Tadmor: Beyond horror towards the light
by Giorgia Del Don
- The latest powerful documentary by Monika Borgmann and Lokman Slim is competing in the international competition of the Visions du réel Festival in Nyon
German journalist Monika Borgmann and Lebanese philosopher Lokman Slim, who also made the sublime Massaker (which won the FIPRESCI Award at the Berlin Film Festival and the SRG SSR idée suisse award at Visions du réel in 2005) presented the world premiere of their latest intense documentary, Tadmor [+see also:
film profile], in Nyon.
With in-depth knowledge in the field of violence and war memories (among other things, they founded UMAM together, a production, documentation and research centre dedicated to these important issues), Monika Borgmann and Lokman Slim break another taboo with Tadmor, by speaking openly and with disconcerting calm about the violence suffered by prisoners of war who had the misfortune of being locked up in the terrible Tadmor Prison (Palmyra in Aramaic). The prison, which has also been referred to by poet Faraj Bayraqdar as the “kingdom of death and madness” is sadly renowned for being the toughest prison to have ever existed under the regime of Assad. Destroyed in 2015 by Islamic State militants when they took Palmyra, Tadmor prison risked ending up in that black hole that unfortunately swallows up many of the atrocities committed in times of war, stifling the cries of those that have suffered and leaving an unbridgeable and dangerous void in history. To avoid this outrage and free themselves from the shadows that still dog them, eight prisoners of Tadmor, Lebanese opponents to the Syrian regime, decided to talk about and above all portray the horrors they endured and bore witness to. With almost superhuman courage, they act out, before the camera, on a ‘theatrical’ set they built, the torture and humiliation that for so many years comprised their everyday lives.
Tadmor is the extraordinarily brave testimonial of a group of men trying to rediscover the part of humanity they lost within the walls of that prison, reduced to shadows with automatic and depersonalised reflexes driven by one single force: survival. Their verbal accounts, filmed head-on in a neutral environment, collide with the reconstructions of what went on, with close-up shots of their quivering bodies and the deep abyss in their eyes. Tadmor broaches the issue of the memory of the body, triggering terrible emotions that crawl around under the skin and will never go away. The hands, eyes and skin of these men, hardened by torture, slowly but surely take the place of words to bring us an extremely powerful vocabulary, trembling with truth and pulsating with life in spite of everything. The strength of words comes across through the human body.

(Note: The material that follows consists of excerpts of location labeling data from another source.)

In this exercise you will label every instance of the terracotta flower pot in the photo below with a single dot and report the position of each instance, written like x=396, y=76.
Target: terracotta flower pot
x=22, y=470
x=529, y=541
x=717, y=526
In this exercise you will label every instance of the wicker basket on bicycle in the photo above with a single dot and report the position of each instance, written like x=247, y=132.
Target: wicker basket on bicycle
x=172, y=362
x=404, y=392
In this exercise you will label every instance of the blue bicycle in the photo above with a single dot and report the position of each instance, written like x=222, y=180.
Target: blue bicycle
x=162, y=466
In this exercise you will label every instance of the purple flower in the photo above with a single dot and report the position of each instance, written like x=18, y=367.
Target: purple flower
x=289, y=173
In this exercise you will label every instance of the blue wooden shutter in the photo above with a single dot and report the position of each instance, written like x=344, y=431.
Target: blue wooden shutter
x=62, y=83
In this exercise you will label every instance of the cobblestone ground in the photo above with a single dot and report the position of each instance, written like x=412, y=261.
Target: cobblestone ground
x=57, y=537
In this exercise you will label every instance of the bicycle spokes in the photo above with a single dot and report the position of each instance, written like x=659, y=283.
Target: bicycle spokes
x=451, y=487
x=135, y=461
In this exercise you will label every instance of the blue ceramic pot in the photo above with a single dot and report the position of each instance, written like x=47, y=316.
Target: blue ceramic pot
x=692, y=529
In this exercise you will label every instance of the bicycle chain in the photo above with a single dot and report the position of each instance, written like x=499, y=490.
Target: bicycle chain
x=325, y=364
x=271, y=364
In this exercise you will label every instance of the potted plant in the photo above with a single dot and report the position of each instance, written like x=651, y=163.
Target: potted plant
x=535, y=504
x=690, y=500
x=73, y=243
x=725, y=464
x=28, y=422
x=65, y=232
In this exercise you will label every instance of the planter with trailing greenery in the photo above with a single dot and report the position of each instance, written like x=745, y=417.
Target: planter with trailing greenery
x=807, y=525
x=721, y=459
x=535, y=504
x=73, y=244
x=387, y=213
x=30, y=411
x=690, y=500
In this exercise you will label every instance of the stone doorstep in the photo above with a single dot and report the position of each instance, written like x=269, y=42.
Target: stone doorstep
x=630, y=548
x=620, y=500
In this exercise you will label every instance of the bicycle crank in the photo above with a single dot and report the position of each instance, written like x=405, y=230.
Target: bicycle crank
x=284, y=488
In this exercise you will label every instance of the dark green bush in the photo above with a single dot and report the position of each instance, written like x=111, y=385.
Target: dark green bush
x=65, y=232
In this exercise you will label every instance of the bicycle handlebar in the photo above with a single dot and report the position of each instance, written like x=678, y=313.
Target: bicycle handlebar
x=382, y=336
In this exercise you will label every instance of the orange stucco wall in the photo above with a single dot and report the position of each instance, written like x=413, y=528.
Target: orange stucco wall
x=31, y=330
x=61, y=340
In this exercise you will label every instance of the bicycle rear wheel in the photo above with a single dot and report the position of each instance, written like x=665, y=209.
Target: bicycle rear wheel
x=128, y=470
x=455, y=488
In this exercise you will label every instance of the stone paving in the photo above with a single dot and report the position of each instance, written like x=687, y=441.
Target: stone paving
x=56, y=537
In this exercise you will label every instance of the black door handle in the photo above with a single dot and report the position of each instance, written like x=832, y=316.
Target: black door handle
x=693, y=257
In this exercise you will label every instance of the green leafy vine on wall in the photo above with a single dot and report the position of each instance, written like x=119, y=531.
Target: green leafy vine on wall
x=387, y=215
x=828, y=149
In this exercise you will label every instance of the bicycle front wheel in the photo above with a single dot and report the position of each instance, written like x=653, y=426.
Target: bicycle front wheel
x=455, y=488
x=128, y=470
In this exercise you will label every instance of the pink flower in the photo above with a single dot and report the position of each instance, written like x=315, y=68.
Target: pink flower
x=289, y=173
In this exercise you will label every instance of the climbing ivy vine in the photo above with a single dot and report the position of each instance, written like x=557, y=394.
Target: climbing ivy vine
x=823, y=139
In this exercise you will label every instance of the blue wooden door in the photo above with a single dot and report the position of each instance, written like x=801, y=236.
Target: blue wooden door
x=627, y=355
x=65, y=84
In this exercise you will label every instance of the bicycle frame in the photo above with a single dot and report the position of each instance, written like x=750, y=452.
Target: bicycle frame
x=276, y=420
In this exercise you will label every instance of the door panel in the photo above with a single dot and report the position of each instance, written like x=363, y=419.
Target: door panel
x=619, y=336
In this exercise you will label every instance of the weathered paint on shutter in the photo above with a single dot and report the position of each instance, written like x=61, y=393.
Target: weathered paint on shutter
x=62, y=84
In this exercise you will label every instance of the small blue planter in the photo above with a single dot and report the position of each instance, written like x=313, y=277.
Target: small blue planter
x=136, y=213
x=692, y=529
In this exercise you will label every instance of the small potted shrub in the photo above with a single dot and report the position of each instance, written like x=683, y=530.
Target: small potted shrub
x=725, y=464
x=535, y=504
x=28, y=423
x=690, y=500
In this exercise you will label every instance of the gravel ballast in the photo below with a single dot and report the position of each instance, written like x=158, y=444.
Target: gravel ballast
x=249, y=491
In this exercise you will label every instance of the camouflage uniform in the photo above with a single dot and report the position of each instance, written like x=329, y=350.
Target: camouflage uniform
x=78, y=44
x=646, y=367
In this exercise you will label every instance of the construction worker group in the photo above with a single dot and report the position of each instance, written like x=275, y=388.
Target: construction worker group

At the same time the camera is transformed into a weapon, a carrier of truth and a blazing torch used to light up the life that still resonates through the bodies of the few people that have survived Tadmor Prison. With their courage, the eight protagonists of the film by Monika Borgmann and Lokman Slim make an extraordinary accusation that rings out from Lebanon across the whole world. Therapy through images that speak directly to our consciences. A necessary and brave film, the likes of which we would like to see more.
Tadmor is a co-production between France (Les Films de l’Étranger), Switzerland (GoldenEggProduction) and Lebanon (Umam Production). Parisian company Doc & Film International will be handling international sales of the film.